Those departures — Bart Phillips is resigning from the Columbia River Economic Development Council and Ginger Metcalf will retire from Identity Clark County — will create immediate challenges for the organizations that they head.

Since joining the economic development council in 2000, Phillips has helped recruit dozens of employers and thousands of local jobs — though many of those jobs have evaporated in more recent years.

In our “what have you done for me lately” world, Clark County’s 12.9 percent jobless rate overshadows those victories, and I’ve heard grumbling about the Columbia River Economic Development Council for months. But the nonprofit has kept at it, and played a role in Sapa Extrusion’s recent decision to bring 100 jobs to the Port of Vancouver.

Identity Clark County, meanwhile, focuses on government actions and transportation, often lobbying on behalf of area business interests. Identity Clark County has had a relatively low public profile in recent years, though its backing of the “Land Here, Live Here” marketing campaign helped spur regional adoption that’s spread through the greater Portland metro area. These two groups occupy a crowded realm. We’ve got port districts working to spur job growth in Vancouver, Ridgefield, Woodland and at the Port of Camas-Washougal. Then there’s the Southwest Washington Workforce Development Council, which offers training aimed at meeting the needs of future employers. The Small Business Development Center helps startups and other companies develop strategies to grow to the next level. Volunteer-run SCORE counsels small-business owners by connecting them with retired executives. That’s just in Clark County—and doesn’t include neighborhood-based groups that look out for the interests of businesses downtown, along Fourth Plain, and in other areas.

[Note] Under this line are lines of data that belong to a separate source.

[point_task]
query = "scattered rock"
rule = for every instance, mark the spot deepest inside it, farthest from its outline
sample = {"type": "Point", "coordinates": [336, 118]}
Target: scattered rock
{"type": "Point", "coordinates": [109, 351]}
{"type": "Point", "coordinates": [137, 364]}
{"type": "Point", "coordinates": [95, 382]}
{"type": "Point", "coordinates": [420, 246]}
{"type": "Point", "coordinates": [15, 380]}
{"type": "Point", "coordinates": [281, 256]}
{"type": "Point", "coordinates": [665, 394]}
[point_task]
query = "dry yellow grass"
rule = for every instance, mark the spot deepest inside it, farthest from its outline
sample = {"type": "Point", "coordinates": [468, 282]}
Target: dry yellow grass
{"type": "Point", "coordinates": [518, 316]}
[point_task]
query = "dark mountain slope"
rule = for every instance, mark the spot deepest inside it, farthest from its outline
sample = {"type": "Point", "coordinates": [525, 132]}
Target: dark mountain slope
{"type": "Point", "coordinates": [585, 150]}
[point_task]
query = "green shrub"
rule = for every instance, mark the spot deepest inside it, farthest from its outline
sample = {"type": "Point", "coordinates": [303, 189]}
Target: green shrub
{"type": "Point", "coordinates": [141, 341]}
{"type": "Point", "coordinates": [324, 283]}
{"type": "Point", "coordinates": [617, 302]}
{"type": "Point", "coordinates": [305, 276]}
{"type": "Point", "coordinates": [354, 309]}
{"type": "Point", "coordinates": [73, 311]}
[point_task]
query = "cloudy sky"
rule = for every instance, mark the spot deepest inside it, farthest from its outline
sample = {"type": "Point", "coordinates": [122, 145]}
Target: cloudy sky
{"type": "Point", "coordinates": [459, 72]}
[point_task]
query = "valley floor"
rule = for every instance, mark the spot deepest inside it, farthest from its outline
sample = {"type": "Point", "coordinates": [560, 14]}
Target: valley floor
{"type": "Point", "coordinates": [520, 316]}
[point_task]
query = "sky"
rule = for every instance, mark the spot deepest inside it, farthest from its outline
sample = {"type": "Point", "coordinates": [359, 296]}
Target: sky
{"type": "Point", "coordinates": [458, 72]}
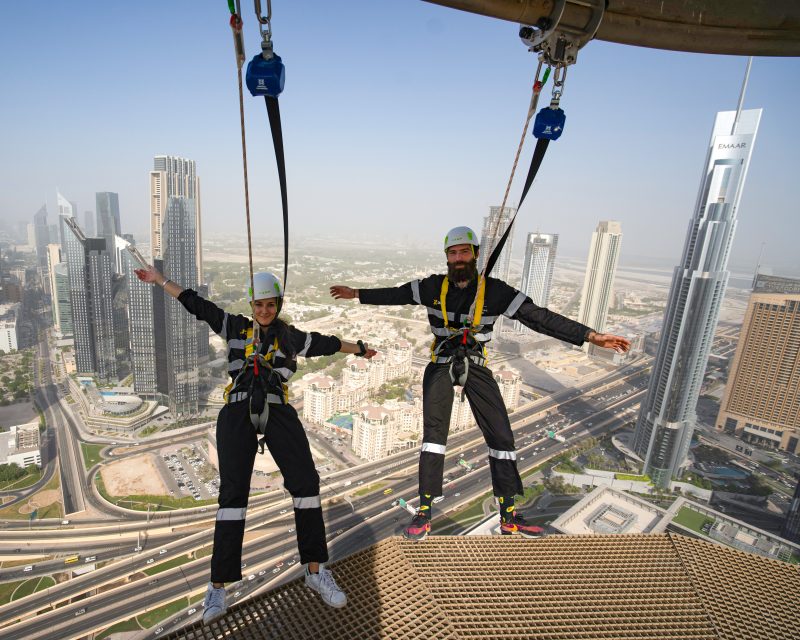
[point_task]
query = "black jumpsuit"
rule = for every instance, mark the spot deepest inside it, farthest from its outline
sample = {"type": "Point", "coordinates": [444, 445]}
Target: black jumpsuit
{"type": "Point", "coordinates": [237, 443]}
{"type": "Point", "coordinates": [481, 388]}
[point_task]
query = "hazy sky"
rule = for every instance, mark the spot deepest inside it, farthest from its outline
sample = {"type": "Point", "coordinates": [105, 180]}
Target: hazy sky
{"type": "Point", "coordinates": [401, 120]}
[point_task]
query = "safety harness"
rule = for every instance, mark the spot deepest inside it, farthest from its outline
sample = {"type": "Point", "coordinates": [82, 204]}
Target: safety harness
{"type": "Point", "coordinates": [461, 345]}
{"type": "Point", "coordinates": [258, 382]}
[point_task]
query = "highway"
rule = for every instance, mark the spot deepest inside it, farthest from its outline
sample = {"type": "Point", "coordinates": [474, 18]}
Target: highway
{"type": "Point", "coordinates": [370, 518]}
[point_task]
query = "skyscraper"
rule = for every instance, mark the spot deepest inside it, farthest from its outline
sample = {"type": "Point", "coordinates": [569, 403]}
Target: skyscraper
{"type": "Point", "coordinates": [89, 223]}
{"type": "Point", "coordinates": [108, 222]}
{"type": "Point", "coordinates": [601, 269]}
{"type": "Point", "coordinates": [174, 177]}
{"type": "Point", "coordinates": [41, 238]}
{"type": "Point", "coordinates": [53, 259]}
{"type": "Point", "coordinates": [179, 254]}
{"type": "Point", "coordinates": [666, 422]}
{"type": "Point", "coordinates": [90, 272]}
{"type": "Point", "coordinates": [762, 398]}
{"type": "Point", "coordinates": [494, 225]}
{"type": "Point", "coordinates": [61, 299]}
{"type": "Point", "coordinates": [537, 270]}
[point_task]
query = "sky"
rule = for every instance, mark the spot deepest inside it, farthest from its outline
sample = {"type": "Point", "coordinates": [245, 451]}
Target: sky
{"type": "Point", "coordinates": [401, 120]}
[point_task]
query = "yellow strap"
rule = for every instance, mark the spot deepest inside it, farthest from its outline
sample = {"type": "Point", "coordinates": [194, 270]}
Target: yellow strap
{"type": "Point", "coordinates": [476, 321]}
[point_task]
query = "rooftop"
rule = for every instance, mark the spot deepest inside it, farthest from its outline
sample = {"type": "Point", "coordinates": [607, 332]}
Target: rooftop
{"type": "Point", "coordinates": [642, 587]}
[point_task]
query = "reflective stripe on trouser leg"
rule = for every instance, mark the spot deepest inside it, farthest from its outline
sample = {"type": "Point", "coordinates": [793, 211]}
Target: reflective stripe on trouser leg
{"type": "Point", "coordinates": [236, 448]}
{"type": "Point", "coordinates": [287, 442]}
{"type": "Point", "coordinates": [437, 403]}
{"type": "Point", "coordinates": [492, 418]}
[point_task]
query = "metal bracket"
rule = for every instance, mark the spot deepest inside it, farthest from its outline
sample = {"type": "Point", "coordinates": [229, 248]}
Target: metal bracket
{"type": "Point", "coordinates": [557, 41]}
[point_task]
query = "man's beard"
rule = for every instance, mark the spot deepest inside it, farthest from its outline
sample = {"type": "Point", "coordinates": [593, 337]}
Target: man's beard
{"type": "Point", "coordinates": [463, 271]}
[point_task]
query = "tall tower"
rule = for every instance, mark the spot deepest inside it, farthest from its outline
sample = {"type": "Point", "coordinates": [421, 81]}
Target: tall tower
{"type": "Point", "coordinates": [666, 422]}
{"type": "Point", "coordinates": [174, 177]}
{"type": "Point", "coordinates": [497, 222]}
{"type": "Point", "coordinates": [179, 253]}
{"type": "Point", "coordinates": [90, 270]}
{"type": "Point", "coordinates": [537, 270]}
{"type": "Point", "coordinates": [601, 268]}
{"type": "Point", "coordinates": [108, 222]}
{"type": "Point", "coordinates": [41, 238]}
{"type": "Point", "coordinates": [762, 398]}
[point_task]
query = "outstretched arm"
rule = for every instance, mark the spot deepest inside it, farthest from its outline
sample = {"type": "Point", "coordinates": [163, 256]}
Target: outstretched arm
{"type": "Point", "coordinates": [356, 347]}
{"type": "Point", "coordinates": [342, 292]}
{"type": "Point", "coordinates": [609, 341]}
{"type": "Point", "coordinates": [198, 306]}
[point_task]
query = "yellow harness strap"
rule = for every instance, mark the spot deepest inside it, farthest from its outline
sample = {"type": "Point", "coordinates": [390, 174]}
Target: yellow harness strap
{"type": "Point", "coordinates": [476, 320]}
{"type": "Point", "coordinates": [248, 352]}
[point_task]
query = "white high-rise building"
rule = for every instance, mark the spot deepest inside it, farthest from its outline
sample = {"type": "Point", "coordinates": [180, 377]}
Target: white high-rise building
{"type": "Point", "coordinates": [319, 399]}
{"type": "Point", "coordinates": [494, 225]}
{"type": "Point", "coordinates": [666, 422]}
{"type": "Point", "coordinates": [601, 268]}
{"type": "Point", "coordinates": [537, 270]}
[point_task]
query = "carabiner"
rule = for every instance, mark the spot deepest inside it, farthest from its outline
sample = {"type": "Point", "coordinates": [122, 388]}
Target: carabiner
{"type": "Point", "coordinates": [266, 34]}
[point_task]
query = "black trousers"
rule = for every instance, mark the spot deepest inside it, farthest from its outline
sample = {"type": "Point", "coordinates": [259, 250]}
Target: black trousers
{"type": "Point", "coordinates": [490, 414]}
{"type": "Point", "coordinates": [236, 447]}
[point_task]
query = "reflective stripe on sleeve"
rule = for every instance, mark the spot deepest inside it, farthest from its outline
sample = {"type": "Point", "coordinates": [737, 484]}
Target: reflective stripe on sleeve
{"type": "Point", "coordinates": [433, 448]}
{"type": "Point", "coordinates": [228, 513]}
{"type": "Point", "coordinates": [311, 502]}
{"type": "Point", "coordinates": [304, 350]}
{"type": "Point", "coordinates": [415, 291]}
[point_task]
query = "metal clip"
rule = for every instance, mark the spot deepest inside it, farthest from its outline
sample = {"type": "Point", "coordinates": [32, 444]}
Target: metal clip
{"type": "Point", "coordinates": [265, 27]}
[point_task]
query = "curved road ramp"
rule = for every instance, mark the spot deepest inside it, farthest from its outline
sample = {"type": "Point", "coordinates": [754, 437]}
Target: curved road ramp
{"type": "Point", "coordinates": [655, 586]}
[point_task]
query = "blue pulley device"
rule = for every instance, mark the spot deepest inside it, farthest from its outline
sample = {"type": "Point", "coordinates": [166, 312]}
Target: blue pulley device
{"type": "Point", "coordinates": [549, 122]}
{"type": "Point", "coordinates": [265, 77]}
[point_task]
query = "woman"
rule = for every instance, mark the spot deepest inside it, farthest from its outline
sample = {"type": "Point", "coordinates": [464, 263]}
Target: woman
{"type": "Point", "coordinates": [256, 403]}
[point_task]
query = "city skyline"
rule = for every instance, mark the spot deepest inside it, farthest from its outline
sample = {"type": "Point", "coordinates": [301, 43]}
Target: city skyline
{"type": "Point", "coordinates": [455, 177]}
{"type": "Point", "coordinates": [667, 418]}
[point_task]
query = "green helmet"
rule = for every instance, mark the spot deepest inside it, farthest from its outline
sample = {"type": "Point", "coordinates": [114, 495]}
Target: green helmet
{"type": "Point", "coordinates": [266, 285]}
{"type": "Point", "coordinates": [461, 235]}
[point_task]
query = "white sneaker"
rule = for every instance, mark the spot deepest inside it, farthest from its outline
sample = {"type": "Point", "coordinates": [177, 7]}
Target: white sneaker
{"type": "Point", "coordinates": [214, 605]}
{"type": "Point", "coordinates": [324, 584]}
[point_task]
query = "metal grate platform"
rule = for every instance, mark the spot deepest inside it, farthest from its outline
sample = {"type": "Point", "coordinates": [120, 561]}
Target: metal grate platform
{"type": "Point", "coordinates": [631, 587]}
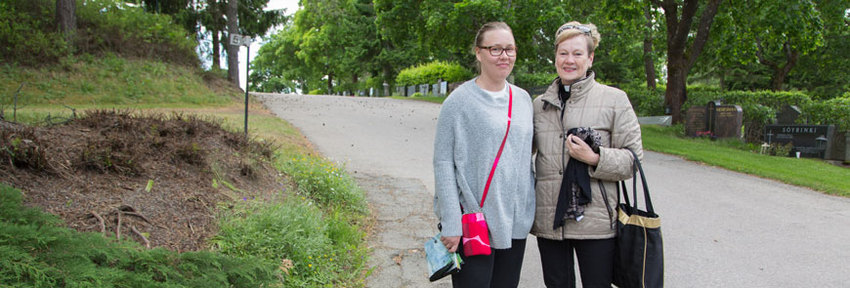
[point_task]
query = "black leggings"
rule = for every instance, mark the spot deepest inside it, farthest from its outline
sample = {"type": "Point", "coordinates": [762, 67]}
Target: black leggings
{"type": "Point", "coordinates": [595, 261]}
{"type": "Point", "coordinates": [499, 269]}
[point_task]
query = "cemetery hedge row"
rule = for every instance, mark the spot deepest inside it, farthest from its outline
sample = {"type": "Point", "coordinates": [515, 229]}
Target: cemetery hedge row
{"type": "Point", "coordinates": [430, 73]}
{"type": "Point", "coordinates": [759, 107]}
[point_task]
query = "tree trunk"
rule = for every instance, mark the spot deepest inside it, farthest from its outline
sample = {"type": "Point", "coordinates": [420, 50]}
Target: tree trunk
{"type": "Point", "coordinates": [66, 18]}
{"type": "Point", "coordinates": [681, 56]}
{"type": "Point", "coordinates": [216, 49]}
{"type": "Point", "coordinates": [330, 83]}
{"type": "Point", "coordinates": [779, 73]}
{"type": "Point", "coordinates": [648, 62]}
{"type": "Point", "coordinates": [232, 50]}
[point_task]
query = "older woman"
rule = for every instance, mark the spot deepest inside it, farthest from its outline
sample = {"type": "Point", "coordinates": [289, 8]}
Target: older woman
{"type": "Point", "coordinates": [471, 128]}
{"type": "Point", "coordinates": [583, 131]}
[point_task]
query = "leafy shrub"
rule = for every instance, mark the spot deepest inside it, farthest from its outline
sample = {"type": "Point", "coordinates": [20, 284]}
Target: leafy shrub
{"type": "Point", "coordinates": [531, 80]}
{"type": "Point", "coordinates": [111, 25]}
{"type": "Point", "coordinates": [28, 34]}
{"type": "Point", "coordinates": [833, 111]}
{"type": "Point", "coordinates": [432, 72]}
{"type": "Point", "coordinates": [313, 249]}
{"type": "Point", "coordinates": [325, 183]}
{"type": "Point", "coordinates": [644, 101]}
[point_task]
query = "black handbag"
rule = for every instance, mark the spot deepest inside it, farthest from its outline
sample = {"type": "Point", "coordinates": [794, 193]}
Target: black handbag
{"type": "Point", "coordinates": [639, 255]}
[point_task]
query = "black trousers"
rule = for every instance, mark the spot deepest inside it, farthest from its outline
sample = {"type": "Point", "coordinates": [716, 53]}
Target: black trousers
{"type": "Point", "coordinates": [499, 269]}
{"type": "Point", "coordinates": [595, 261]}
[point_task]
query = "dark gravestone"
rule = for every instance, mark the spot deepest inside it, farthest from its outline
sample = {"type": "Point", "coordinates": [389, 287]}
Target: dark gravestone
{"type": "Point", "coordinates": [788, 115]}
{"type": "Point", "coordinates": [696, 123]}
{"type": "Point", "coordinates": [715, 120]}
{"type": "Point", "coordinates": [812, 141]}
{"type": "Point", "coordinates": [727, 121]}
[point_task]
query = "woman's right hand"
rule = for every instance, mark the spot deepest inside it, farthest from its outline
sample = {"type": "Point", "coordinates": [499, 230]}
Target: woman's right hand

A number of other organizations do similar work from the Oregon side of the Portland-metro area — some focused on Portland, some on Oregon, and some on the entire region.

There are advantages to this hodgepodge. Each group specializes in a different approach to strengthening the region’s economy, and that specialized attention allows each to delve deep into the needs of its constituents.

But for small businesses looking to grow, or large ones that might want to relocate here, the number of different organizations available to help can be mind-boggling. And who do we blame when the entire system fails, or congratulate when it succeeds, if one group is in charge of coordinating the entire effort?

Our broth may need some salt, but if each cook adds a tablespoon, the resulting stew will make everyone cringe. With Phillips and Metcalf planning to go, will we find two new cooks to replace them? Or is it time to consider a master chef to coordinate and direct Clark County’s efforts to cook up an economic recovery.